The Singles Bar: Mt. Misery are tortured in ‘Lonely Pines’
Indie-rock band reflect on heartbreak with an enveloping and earthy new song.
Welcome to The Singles Bar, a review series focused on new single and song releases.
Heartache crumbles mountains, tears open the sea and generally disassembles the natural order of things. Tormented by sorrow and paired with a new, bizarrely enveloping new song, indie-rock band Mt. Misery witness ghosts of the past through the eery creek of tree limbs. The trickle of guitar and light percussion seems to comfort their bodies, which have been torn open and bled out in the dirt of the forest. “Lonely Pines,” as warm as it is to the touch, is a bruised reflection of pain, as they seemingly thrash around with lush breast strokes. “Hiding in the leaves and ivy / That hang above my door / And wishing you were here beside me / The way it was before,” sings frontman Andrew Smith, whose voice is illuminating and not as you’d expect after such a rash of bitterness.
“Wind blows through the lonely pines / But to me they look the same / I recognize the face but I forgot to take the name,” he observes, the woodlands ebbing and flowing around him in deep-chested sighs.
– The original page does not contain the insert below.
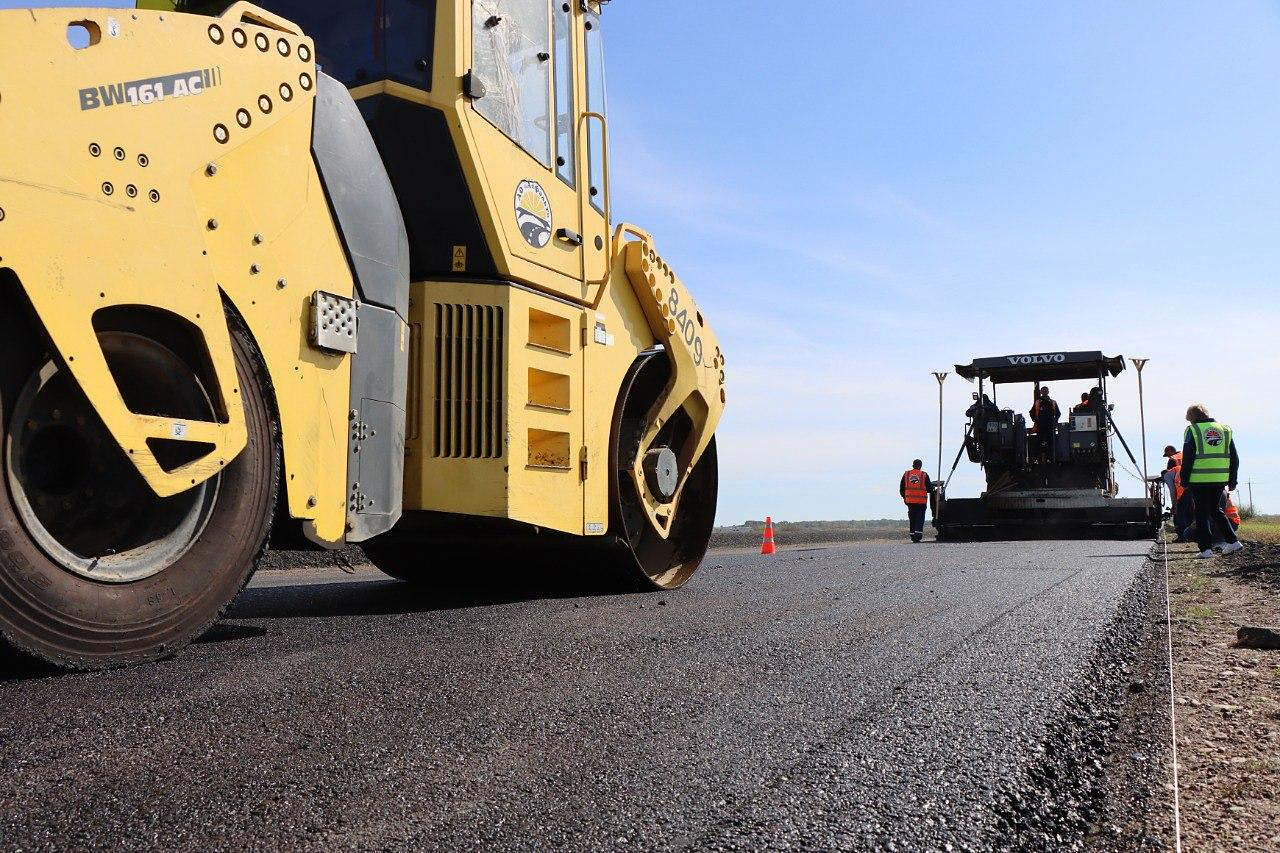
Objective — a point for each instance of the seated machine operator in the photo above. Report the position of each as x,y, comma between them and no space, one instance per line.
1046,414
He begins to lose himself in both the natural elements and the past’s tightening grasp around his throat. “Playing over every story / Repeating in my head / I watched it all unfold before me / In everything you said,” he sings. The encasement grows colder, and he falls beneath waves of regret. Even as wrinkles crease his forehead, he’s firmly planted in a distant era of his life. “Now I’m growing old but I feel like a child / Tried to move ahead but I’ve been stuck for a while / Would you help me to understand?”
He remains calm and collected through the torrential (and emotional) rainstorm. The past falls as droplets, sinking into his skin and causing such sensations to ripple throughout his bones. “Feeling bruised and broken hearted / To think of love that’s long departed / And I’m left wondering where to begin,” he concludes. He’s neither there nor here; he just is. He’s a victim of his own consciousness that’s been left for dead at the side of the road. But it’s a necessary, momentary transition until he musters up the will and the strength to move ahead into the sun.